A reasonable explanation does exist for this neglect, of course. Academic economists, despite the Schumpeterians, are still dominated by the early nineteenth-century worldview comprised of static commodities and their market-equilibrium states. Many business-strategy professors remain heavily oriented toward short-term Harvard case studies and simplified models of external competition that leave closed the black box of innovation. Contrast those approaches to the complex narratives of innovation routinely presented at HSS and SHOT conferences, in which creative innovators both struggle against and are inspired by a bewildering array of social and cultural factors. Comparing the output of historians of science and technology to the Harvard Business School case studies is almost like comparing analyses of entire wars to descriptions of combat skirmishes. I'm deliberately using this military analogy, of course, as encouraged by Bruno Latour's Science in Action and A. Rupert Hall's Philosophers at War. Let's face it; to best prepare undergraduate students for the frustrations, turmoil, betrayals, humiliations, and consequential need for sheer persistence in the face of the opposition that real innovators inevitably face, they need to be forearmed with vivid historical "experience." And nothing accomplishes this more effectively than the rich contextual trajectories of innovation that historians of science and technology work so hard to construct, subject to the highest standards of the humanities.

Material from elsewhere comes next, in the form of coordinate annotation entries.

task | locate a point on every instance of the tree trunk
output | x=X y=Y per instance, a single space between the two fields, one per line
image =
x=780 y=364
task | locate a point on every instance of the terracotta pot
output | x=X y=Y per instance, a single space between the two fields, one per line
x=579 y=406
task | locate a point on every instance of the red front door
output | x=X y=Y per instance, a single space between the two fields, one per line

Teachers of the history of science and technology must focus on the cyclical process in which innovators establish and defend their domains of scientific and technological influence, only to have such power ultimately overturned by a new influx of innovators. With such a historical and pedagogical orientation toward never-ending competition over scarce intellectual, economic, and political resources, the strategic dimensions of science, engineering, and medicine can emerge quite clearly for undergraduate students. As the students of the Scientific Revolution class I taught at UCLA forced me to explain, after I confronted them with the seemingly appalling prospect of having to study obsolete and downright mystical scientific theories, a basic objective is to learn about the orthodox views of physical reality and technical utility that established authorities try to defend and that ambitious innovators seek to change, subject to the strategic constraints that are as valid today as they were in the sixteenth century.